The therapy appointment went well. We talked about how my atheism feels weirder when I contemplate mass extinction, and we talked about “The Good Place” (my favorite TV show). She encouraged my practice of taking long walks, and recommended a full spectrum lamp for next winter. Because this is cognitive behavioral therapy, we focus a lot on habits, and since seeing her I notice that the self-preserving habits I’d shed during winter are the very ones that keep my humble busy motor buzzing. My goals for April are pretty simple – at least two blood-pumping fitness routines per week (in addition to my retail workout) and five fruits/vegetables per day. It’s been fun cooking again – I missed the creativity sparked by a well-stocked fridge. The process of exercising might be less enjoyable, but I’m definitely breathing and sleeping better.

I still feel shaky, as one does after a nasty illness. It’s like my soul had a puking virus.

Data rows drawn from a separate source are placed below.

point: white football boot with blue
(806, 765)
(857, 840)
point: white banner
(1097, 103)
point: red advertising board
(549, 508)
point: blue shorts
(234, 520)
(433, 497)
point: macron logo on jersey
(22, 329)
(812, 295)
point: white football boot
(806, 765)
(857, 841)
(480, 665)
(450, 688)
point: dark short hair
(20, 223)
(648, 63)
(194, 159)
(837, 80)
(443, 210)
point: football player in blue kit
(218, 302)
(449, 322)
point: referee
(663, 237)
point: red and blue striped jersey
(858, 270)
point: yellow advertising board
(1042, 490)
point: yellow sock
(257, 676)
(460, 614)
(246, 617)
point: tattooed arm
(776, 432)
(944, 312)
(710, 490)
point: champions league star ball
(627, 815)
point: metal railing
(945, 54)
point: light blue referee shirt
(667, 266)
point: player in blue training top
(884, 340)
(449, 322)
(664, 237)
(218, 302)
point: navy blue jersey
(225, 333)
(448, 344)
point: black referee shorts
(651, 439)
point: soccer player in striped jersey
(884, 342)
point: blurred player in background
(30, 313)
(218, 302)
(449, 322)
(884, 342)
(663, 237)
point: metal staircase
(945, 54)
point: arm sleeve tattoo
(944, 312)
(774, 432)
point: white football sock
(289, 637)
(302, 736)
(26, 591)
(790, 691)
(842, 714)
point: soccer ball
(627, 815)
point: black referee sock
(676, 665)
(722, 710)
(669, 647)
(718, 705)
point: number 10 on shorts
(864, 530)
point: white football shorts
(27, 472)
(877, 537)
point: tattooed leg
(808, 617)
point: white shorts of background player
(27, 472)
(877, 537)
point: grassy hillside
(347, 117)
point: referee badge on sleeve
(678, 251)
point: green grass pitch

I’m not so quick to volunteer my time beyond Medicare for All and basic officer duties for our Democratic Socialists of America branch. I spend many evenings lately coloring pictures of flowers and half-watching “Murder She Wrote” reruns on Amazon Prime. I have a feeling I’ll look back on this practice with some fondness, like the spring when I read a bunch of Jane Austen, or the summer when I was 12 and became obsessed with 1960s “Batman” TV show reruns. So I’m savoring it, as all pleasant present moments should be savored.

I’m still very worried about the future. But there’s much to love about the present. I turn 42 on Sunday and can definitely say it looks more than twice as good as age 21 was. I don’t know if I would have expected that then. I certainly couldn’t have visualized the sorts of communities and relationships that bring me joy and comfort now.